The femtech sector, which is expected to be worth $60 billion by 2027, includes the newest inventions like as apps that track hormones and a device that prevents hot flushes.
Louise Stevenson, a lifelong worrier, questioned her husband if her anxiety was harmful, and his response made her pause. “He claimed that it had a detrimental effect on everything,” It gave her the push she needed to ask for assistance.
She looked for tech-based methods to supplement her therapy after receiving a diagnosis of generalized anxiety disorder. Yet, she adds, “I couldn’t locate an app that gave what I wanted. I was writing down my problems on the backs of envelopes, literally. In order to enter the booming femtech sector, the 41-year-old Herefordshire mother quit her career in financial services, founded Worry Tree, one of 15 approved mental health apps in the NHS app library.
Although anybody can use the app, which encourages users to recognize and confront their anxieties, 75% of her users are female. It finds found that their likelihood of experiencing anxiety is twice that of men’s. Stevenson has now been accepted to the London-based Femtech Lab, a brand-new dedicated accelerator that is being hailed as the first in Europe to concentrate on this industry.
According to Pauliina Martikainen, investment director at the venture capitalists Maki.vc, “we’ve just scratched the surface” when it comes to femtech products, which refer to goods that solve health or welfare issues specific to women. For instance, she notes that by 2030, 1.2 billion women would be menopausal or postmenopausal worldwide, and that nearly no one is satisfied with the care that is now being provided.
What then is brand-new or approaching?
The use of technology to improve the lives of people is becoming more and more common.
According to Martikainen, businesses who are successful in creating feedback loops have access to significant data that can be used for research as well as the development and validation of ew treatments.
Femtech’s initial emphasis on periods and fertility has changed since then.
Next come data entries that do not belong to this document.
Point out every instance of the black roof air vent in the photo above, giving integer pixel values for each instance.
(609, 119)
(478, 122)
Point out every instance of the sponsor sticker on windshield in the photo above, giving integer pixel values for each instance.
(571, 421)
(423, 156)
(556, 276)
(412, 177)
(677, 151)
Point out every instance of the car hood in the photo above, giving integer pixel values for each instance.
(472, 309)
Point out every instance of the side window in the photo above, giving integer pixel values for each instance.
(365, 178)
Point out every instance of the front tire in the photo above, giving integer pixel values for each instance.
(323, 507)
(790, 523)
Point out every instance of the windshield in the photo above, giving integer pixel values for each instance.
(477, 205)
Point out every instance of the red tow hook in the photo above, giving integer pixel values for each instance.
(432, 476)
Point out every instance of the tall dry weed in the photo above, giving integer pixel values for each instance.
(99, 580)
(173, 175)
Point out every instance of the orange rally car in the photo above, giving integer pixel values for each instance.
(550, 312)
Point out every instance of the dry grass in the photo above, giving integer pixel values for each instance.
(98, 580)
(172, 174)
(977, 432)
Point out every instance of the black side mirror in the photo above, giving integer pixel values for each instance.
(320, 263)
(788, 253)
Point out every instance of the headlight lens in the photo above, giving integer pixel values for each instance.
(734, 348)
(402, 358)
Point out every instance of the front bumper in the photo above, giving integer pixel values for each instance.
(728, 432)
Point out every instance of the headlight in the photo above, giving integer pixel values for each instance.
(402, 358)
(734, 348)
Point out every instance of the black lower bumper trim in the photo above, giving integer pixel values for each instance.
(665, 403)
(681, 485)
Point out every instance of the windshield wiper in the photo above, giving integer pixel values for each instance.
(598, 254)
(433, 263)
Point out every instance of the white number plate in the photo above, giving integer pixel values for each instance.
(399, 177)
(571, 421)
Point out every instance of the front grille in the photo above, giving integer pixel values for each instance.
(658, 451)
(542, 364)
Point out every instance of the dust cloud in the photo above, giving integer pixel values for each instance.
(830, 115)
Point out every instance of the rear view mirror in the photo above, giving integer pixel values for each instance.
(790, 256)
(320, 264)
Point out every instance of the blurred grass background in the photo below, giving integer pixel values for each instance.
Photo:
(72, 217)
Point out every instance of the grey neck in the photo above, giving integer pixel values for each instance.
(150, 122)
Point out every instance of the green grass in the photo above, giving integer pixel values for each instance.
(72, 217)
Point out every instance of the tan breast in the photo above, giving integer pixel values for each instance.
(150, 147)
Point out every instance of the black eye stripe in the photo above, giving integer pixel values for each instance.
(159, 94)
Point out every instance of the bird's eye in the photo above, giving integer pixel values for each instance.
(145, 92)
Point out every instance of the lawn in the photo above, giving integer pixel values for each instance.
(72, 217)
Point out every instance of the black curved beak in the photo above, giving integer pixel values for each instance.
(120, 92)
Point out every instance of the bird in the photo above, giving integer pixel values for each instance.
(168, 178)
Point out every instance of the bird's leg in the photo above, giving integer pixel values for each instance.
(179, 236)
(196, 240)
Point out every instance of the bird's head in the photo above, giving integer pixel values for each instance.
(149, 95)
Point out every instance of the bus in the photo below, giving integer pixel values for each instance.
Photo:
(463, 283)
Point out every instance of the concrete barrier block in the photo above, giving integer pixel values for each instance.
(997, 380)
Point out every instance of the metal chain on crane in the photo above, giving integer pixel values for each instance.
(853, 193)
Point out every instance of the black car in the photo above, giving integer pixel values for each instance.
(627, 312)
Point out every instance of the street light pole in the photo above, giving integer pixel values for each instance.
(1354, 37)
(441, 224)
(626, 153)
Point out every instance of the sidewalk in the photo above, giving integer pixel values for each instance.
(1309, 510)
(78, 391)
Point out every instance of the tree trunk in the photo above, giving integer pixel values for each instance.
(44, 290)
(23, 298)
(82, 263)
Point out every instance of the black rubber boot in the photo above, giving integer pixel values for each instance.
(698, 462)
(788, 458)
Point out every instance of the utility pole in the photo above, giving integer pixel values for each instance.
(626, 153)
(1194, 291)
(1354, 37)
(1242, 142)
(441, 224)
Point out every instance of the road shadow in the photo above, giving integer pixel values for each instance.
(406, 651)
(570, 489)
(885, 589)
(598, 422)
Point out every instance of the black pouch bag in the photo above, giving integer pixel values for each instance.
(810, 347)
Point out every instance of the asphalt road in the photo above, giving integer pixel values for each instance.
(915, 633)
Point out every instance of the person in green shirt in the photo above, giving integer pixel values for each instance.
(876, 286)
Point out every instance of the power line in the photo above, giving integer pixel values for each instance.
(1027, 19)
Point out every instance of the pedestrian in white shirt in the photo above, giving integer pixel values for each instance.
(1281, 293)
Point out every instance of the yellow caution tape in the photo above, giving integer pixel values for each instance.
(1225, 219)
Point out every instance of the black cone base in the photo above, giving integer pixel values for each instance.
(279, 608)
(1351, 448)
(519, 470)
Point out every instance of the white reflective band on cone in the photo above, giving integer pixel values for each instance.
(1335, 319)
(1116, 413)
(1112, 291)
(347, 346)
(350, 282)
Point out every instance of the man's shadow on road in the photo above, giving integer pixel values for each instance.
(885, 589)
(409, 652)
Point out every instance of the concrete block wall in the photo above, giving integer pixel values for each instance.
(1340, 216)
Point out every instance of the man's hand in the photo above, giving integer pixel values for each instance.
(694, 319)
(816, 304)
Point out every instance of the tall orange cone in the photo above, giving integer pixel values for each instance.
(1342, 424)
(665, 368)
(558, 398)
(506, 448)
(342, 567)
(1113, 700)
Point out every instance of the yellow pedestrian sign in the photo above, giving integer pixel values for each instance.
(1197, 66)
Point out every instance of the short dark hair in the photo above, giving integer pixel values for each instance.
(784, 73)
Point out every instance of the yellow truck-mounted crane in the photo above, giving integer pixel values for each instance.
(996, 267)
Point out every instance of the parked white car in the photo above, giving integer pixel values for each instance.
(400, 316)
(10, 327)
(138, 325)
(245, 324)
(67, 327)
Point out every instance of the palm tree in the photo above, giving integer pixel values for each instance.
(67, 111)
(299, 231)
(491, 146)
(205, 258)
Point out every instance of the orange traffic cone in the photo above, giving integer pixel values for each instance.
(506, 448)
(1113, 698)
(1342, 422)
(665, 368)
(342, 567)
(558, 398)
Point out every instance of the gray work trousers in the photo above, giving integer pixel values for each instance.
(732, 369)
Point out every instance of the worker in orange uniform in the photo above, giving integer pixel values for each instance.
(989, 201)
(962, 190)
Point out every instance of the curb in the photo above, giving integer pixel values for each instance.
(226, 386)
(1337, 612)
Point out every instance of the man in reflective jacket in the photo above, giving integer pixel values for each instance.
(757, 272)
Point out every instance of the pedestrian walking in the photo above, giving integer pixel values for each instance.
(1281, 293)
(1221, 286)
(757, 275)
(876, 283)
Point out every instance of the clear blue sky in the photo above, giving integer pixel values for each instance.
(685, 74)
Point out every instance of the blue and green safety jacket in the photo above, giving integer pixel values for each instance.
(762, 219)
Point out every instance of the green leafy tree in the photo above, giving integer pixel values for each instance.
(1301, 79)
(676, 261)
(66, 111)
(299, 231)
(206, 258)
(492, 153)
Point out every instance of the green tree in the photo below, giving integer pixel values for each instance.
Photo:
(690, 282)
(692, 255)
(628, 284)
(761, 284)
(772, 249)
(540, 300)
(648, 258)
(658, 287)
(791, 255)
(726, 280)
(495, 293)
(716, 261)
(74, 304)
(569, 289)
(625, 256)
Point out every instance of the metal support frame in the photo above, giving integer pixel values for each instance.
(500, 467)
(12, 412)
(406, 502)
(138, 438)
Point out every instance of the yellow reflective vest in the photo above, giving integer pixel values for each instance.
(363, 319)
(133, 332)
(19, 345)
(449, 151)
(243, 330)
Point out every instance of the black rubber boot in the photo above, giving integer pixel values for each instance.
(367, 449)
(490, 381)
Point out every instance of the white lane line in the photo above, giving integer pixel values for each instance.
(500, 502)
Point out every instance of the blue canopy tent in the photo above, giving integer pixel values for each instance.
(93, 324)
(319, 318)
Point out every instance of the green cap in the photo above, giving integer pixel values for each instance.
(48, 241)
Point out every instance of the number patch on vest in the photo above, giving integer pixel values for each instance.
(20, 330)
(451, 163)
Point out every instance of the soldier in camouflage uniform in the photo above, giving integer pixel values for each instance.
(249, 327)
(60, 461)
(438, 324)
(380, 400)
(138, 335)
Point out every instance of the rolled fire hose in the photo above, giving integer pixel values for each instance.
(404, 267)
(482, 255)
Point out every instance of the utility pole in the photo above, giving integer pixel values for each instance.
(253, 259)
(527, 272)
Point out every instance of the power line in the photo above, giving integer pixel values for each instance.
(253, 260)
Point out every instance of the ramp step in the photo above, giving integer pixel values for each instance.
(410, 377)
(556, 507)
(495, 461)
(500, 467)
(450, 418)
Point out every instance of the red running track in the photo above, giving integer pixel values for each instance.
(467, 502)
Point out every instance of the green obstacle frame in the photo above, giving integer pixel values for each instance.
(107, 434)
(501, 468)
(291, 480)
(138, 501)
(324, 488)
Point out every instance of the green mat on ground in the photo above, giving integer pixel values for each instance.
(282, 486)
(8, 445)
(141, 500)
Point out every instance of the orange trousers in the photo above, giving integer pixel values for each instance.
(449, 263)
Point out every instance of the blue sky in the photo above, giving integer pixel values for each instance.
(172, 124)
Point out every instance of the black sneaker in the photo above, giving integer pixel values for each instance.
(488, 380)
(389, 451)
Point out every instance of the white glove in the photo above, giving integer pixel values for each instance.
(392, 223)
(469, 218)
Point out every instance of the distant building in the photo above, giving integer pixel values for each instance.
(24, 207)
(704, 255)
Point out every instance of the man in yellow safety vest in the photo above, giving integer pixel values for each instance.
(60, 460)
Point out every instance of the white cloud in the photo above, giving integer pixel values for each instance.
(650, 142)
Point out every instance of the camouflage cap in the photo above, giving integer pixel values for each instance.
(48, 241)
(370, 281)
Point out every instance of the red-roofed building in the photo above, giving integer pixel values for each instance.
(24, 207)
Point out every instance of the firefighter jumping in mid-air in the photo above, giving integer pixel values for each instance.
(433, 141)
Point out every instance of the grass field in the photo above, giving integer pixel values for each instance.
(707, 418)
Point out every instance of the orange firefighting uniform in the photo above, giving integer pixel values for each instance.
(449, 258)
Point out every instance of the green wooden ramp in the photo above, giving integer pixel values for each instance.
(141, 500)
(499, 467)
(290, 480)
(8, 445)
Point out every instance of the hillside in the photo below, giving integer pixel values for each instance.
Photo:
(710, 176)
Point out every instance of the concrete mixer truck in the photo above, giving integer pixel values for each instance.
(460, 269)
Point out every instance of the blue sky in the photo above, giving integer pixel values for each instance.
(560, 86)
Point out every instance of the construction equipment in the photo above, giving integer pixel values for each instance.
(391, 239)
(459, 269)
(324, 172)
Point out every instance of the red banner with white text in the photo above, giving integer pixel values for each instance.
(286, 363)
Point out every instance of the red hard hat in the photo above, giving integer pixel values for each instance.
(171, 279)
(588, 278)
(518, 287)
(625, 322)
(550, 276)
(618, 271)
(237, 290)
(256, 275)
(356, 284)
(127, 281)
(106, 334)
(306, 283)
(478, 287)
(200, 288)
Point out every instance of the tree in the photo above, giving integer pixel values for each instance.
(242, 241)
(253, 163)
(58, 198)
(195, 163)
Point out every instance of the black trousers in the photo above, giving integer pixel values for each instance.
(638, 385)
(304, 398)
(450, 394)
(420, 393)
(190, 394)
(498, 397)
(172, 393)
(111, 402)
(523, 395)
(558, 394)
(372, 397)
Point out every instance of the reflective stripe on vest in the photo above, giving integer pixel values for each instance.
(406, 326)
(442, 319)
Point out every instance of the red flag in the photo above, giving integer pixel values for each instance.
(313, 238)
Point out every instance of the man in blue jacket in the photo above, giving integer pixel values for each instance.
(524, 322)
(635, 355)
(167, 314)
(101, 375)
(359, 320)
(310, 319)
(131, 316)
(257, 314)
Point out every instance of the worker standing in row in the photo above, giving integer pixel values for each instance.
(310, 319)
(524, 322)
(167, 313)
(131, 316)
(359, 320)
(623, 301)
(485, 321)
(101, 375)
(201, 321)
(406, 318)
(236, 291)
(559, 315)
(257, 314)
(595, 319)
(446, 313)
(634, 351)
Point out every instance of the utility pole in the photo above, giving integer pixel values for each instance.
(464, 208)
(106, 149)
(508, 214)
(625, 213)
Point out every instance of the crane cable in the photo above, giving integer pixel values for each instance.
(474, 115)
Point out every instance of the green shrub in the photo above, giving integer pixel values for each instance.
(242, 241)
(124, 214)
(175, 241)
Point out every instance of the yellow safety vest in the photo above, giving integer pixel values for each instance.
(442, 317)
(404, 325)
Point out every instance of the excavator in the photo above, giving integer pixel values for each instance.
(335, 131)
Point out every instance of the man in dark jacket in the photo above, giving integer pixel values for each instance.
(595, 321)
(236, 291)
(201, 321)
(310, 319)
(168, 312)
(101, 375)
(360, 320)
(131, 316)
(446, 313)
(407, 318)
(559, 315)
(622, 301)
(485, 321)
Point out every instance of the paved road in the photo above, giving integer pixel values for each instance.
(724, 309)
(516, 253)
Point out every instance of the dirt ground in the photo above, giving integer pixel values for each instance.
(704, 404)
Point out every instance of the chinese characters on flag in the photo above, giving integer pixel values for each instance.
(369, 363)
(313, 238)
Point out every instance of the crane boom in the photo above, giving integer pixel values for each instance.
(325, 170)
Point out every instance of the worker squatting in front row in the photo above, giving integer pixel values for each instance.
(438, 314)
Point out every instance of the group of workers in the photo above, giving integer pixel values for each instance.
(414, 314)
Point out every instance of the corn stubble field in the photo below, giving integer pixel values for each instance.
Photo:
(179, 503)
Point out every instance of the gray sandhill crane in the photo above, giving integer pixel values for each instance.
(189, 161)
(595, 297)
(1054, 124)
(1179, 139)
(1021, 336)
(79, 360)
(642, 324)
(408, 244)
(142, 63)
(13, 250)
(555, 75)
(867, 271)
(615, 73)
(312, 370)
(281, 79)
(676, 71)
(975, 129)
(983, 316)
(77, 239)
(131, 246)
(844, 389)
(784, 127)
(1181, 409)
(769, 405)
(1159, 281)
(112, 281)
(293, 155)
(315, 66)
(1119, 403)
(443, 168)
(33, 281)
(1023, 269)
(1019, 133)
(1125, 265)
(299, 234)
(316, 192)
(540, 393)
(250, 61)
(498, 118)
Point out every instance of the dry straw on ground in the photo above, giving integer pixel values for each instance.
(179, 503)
Nowadays, it includes everything from individualized fitness programs and hormonal awareness to sexual empowerment to racy “sex tech” like vibrating devices made by women who are aware of their own physiology and apps that offer guidance on sex therapy based on science. By 2027 the market worldwide is anticipated to be worth $60bn, and is expected to expand 16% year-on-year.
Fertility, menopause, and hormone health (monitoring hormones and what that means for how you exercise and what you eat) are some of the fastest-growing sectors in this market, according to Karina Vazirova and fellow femtech evangelist Katia Lang, the team behind Femtech Lab. Women make up more over half of the population, yet Vazirova claims that we still have unfulfilled demands. Several items aren’t made for women, and men are often favored in clinical studies.
Nevertheless there are dangers. Femtech, a phrase that many people despise, collects extremely private data about women’s bodies, habits, sex lives, pregnancies, and parenting concerns. The quantity of data is “unimaginable,” according to Jo O’Reilly, deputy editor at ProPrivacy, a group that promotes online privacy.
According to internet lore, Google is aware of your pregnancy before you are. Just last January, the Federal Trade Commission reached a settlement with Flo, one of the most well-known fertility and period tracking apps, on claims that it had shared users’ health information with Facebook and Google, among others. According to O’Reilly, apps that monitor private health information are “a privacy gamble”. And the free ones in particular, this is true.
Helene Guillaume, the founder of the startup Wild.AI, which analyzes data on female athletes ranging from sleep and vital signs to how they are feeling, claims that the company is adamantly committed to protecting the privacy of its customers. We were created after the GDPR, and data privacy is ingrained in who we are. Ultimately, consumers get to decide how private they want to be.